It seems to be the simplest, most unpretentious foods that are the the ones we crave, like a peanut butter and jelly sandwich. My favorite rendition is with crunchy peanut butter and sweet strawberry jam - or maybe orange marmalade when I'm feeling daring - on toasted, hearty wheat bread.
I really don't care for peanut butter and jelly sandwiches at all if the bread isn't toasted. The peanut butter and jam melts into the hot bread, spilling out with each bite, and I can't imagine a more familiar comfort food.
I save every dollop of leftover buttercream I don't use after frosting a cake, freezing it in bags until an occasion presents itself where I might want a little buttercream without the effort of whipping up an entire batch.

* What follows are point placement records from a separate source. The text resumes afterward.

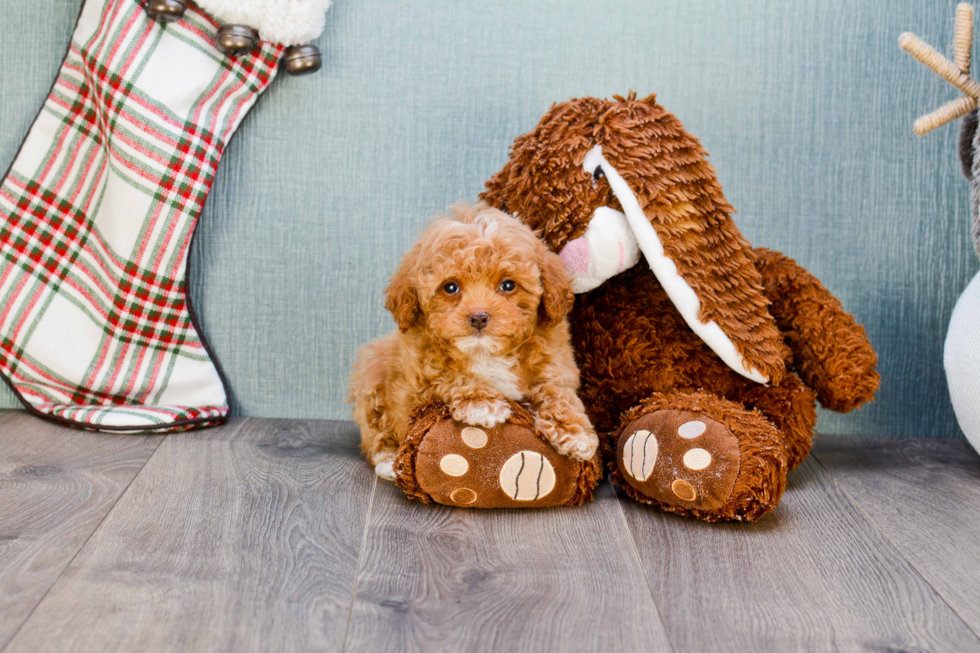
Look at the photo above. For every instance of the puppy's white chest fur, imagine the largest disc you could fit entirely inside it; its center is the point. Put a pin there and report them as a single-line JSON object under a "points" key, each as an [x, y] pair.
{"points": [[499, 372]]}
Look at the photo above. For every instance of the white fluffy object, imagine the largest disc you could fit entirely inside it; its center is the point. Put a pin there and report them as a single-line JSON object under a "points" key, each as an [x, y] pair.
{"points": [[289, 22], [962, 361]]}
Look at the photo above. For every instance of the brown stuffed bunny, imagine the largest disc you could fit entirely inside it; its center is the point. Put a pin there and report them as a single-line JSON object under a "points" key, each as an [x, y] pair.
{"points": [[700, 365]]}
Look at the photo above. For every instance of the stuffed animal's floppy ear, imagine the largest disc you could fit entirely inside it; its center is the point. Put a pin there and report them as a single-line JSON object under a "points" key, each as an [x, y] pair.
{"points": [[682, 223], [401, 297], [557, 297]]}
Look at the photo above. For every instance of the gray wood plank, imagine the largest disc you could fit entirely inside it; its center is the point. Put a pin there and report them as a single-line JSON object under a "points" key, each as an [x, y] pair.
{"points": [[924, 495], [244, 538], [441, 579], [814, 575], [56, 486]]}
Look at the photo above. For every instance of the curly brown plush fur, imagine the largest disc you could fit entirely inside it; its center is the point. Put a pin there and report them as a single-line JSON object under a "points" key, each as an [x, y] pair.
{"points": [[761, 476], [633, 347]]}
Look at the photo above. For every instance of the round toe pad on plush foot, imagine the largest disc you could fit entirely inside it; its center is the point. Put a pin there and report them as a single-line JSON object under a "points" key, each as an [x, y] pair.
{"points": [[679, 457], [507, 466]]}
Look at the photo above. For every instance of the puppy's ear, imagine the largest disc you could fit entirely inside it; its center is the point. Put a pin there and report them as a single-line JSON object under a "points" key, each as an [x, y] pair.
{"points": [[557, 297], [401, 298]]}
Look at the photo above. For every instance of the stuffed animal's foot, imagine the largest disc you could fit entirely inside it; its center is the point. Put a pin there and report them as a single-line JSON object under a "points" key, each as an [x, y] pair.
{"points": [[711, 458], [509, 465]]}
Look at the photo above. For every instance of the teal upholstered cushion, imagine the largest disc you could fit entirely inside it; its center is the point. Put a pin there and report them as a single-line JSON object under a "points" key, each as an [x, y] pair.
{"points": [[806, 107]]}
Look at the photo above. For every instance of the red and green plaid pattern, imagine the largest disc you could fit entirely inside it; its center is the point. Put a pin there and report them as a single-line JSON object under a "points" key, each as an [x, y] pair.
{"points": [[97, 215]]}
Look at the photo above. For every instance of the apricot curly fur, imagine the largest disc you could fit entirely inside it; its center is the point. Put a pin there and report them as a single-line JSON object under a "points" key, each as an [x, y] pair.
{"points": [[425, 417]]}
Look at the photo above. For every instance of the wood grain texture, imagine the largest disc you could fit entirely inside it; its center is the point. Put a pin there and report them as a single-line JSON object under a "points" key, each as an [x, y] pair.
{"points": [[56, 486], [813, 575], [240, 538], [924, 495], [441, 579]]}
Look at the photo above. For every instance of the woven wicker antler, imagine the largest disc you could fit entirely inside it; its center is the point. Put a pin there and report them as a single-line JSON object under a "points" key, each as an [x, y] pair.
{"points": [[955, 72]]}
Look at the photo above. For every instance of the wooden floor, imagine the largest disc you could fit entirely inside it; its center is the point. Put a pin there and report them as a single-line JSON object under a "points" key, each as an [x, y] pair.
{"points": [[268, 535]]}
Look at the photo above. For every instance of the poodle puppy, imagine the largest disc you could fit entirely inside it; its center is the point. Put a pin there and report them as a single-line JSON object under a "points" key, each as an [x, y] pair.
{"points": [[480, 305]]}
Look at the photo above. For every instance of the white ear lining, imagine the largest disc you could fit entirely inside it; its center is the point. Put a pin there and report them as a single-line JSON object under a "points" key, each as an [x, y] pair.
{"points": [[680, 293]]}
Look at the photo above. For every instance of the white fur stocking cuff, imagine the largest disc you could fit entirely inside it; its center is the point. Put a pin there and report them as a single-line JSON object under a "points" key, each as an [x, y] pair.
{"points": [[289, 22]]}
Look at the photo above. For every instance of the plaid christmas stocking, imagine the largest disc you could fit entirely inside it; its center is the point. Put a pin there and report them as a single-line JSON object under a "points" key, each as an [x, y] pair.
{"points": [[97, 214]]}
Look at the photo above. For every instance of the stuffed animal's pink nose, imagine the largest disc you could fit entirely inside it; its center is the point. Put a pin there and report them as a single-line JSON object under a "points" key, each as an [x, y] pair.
{"points": [[575, 256]]}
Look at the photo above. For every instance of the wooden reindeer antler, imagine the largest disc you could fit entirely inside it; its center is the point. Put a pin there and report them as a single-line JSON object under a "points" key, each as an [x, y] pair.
{"points": [[955, 72]]}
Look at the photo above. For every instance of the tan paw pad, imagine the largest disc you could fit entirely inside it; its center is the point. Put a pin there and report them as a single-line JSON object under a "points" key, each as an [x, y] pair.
{"points": [[463, 496], [697, 459], [473, 437], [692, 429], [683, 490], [640, 454], [527, 476]]}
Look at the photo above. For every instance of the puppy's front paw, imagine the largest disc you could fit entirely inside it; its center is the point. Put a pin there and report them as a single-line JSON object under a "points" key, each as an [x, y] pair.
{"points": [[384, 465], [571, 440], [481, 412]]}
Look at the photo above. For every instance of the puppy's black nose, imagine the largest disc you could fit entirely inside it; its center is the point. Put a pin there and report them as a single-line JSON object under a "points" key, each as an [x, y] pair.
{"points": [[479, 320]]}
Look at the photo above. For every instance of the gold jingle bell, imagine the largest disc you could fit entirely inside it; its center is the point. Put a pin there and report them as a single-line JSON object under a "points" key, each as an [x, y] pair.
{"points": [[234, 40], [303, 60]]}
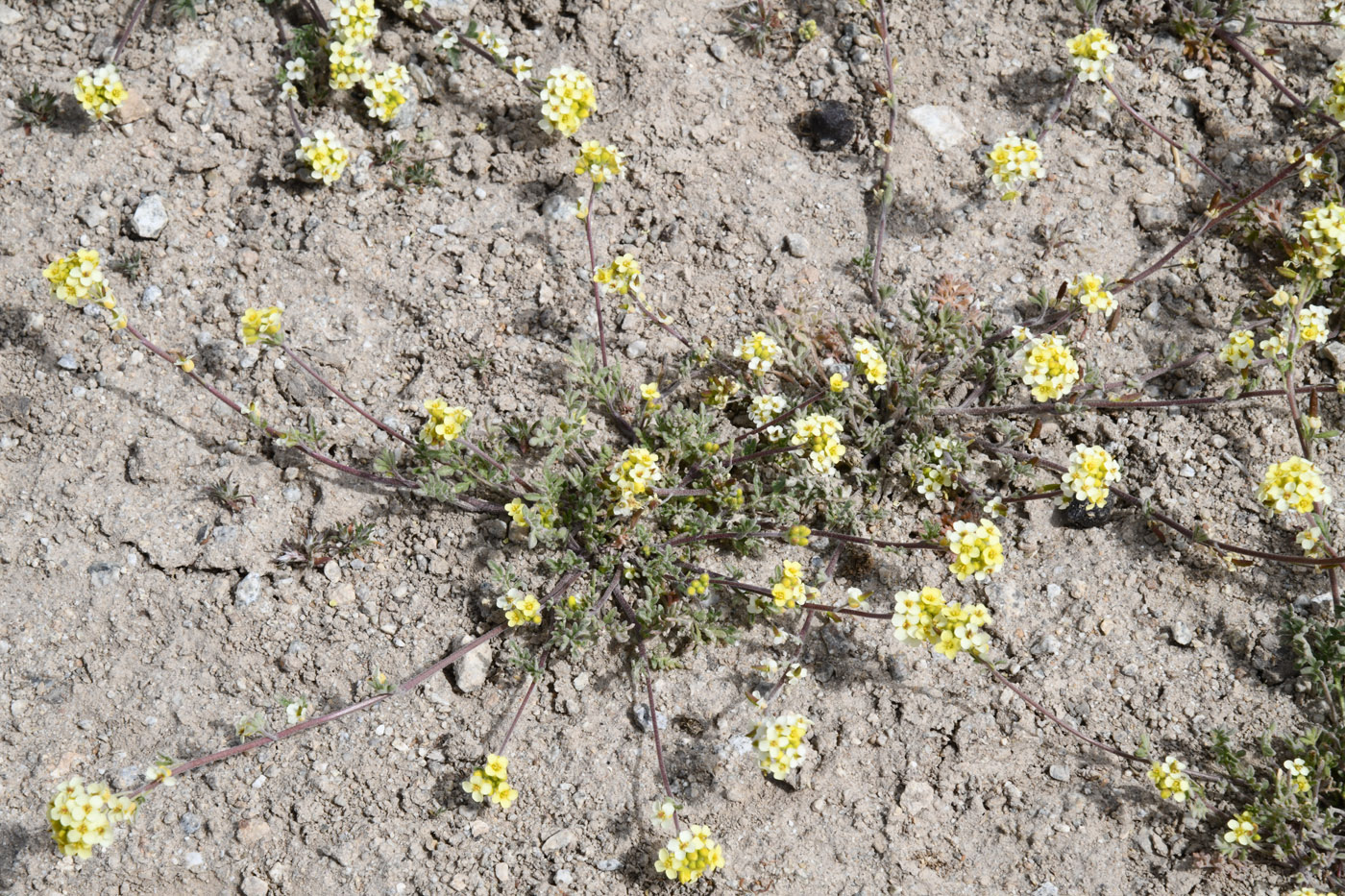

There seems to be an over-abundance of lemon buttercream in our freezer at the moment, although I'm not sure why, but it will be a good excuse to make something lemony soon, I think. However, it was the leftover strawberry rhubarb buttercream from last week's cake that caught my attention.
It snowed all weekend - almost non-stop from Friday through Sunday night - and so, I made cookies. There's no better occasion than an almost-blizzard to warm up the kitchen with pans of freshly baked cookies. Cookies brighten up the grayest of days.
The peanut butter cookies were perfectly chewy, some filled with a little dark chocolate buttercream, which were delicious, to be sure. But my favorites were the ones reminiscent of a peanut butter and jelly sandwich. I topped swirls of strawberry rhubarb buttercream with a spoonful of tart raspberry jam, just using what I could find in the fridge, and the result was absolute perfection. I think an orange buttercream paired with the raspberry jam would be fantastic, too. Or maple buttercream with orange marmalade - how delicious would that be? Or maybe honey and bourbon. I want to try all the flavors.
I contemplated adding a spoonful of lemon curd on top of the dark chocolate buttercream, but in the end, decided against it, which I immediately regretted. I think it would have been amazing.
Peanut Butter Cookie Sandwiches
Baker's Note: The type of peanut butter you use, and the chilling of the dough, will affect the final result of the cookies. Note that in this previous recipe, I used an oil-based, not-all-natural peanut butter, as well as froze the cookie balls before baking - this resulted in puffier looking cookies, an appearance I prefer.
However, in today's recipe, I used an all-natural peanut butter (just ground peanuts), and did not freeze the cookies, which resulted in flatter cookies - I didn't actually mind this since I was making them into sandwiches.
The choice is up to you!
- 1/2 cup unsalted butter, room temperature
- 1/2 cup light brown sugar
- 1/2 cup granulated sugar
- 1/2 cup creamy peanut butter (see note above)
- 1 egg
- 1 teaspoon vanilla
- 1 3/4 cups all-purpose flour
- 1 teaspoon baking soda
- 1/2 teaspoon salt
- 2 tablespoons milk
- buttercream and jam, any flavors
In a separate bowl, combine the flour, baking soda and salt. Add by spoonfuls with the mixer on low, then add the milk to moisten the dough. Refrigerate for one hour.
Preheat the oven to 375. Roll the dough into rounded spoonfuls, place two inches apart on a parchment-lined baking sheet and flatten the dough balls slightly with your hand. Bake for 8 minutes, until light golden brown. Cool for 1 minute on the baking sheet, then transfer to a wire rack to cool completely.
Fill the cooled cookies with your choice of buttercream and jam. These are delicious kept chilled in the refrigerator!
Yields about 2 dozen cookie sandwiches.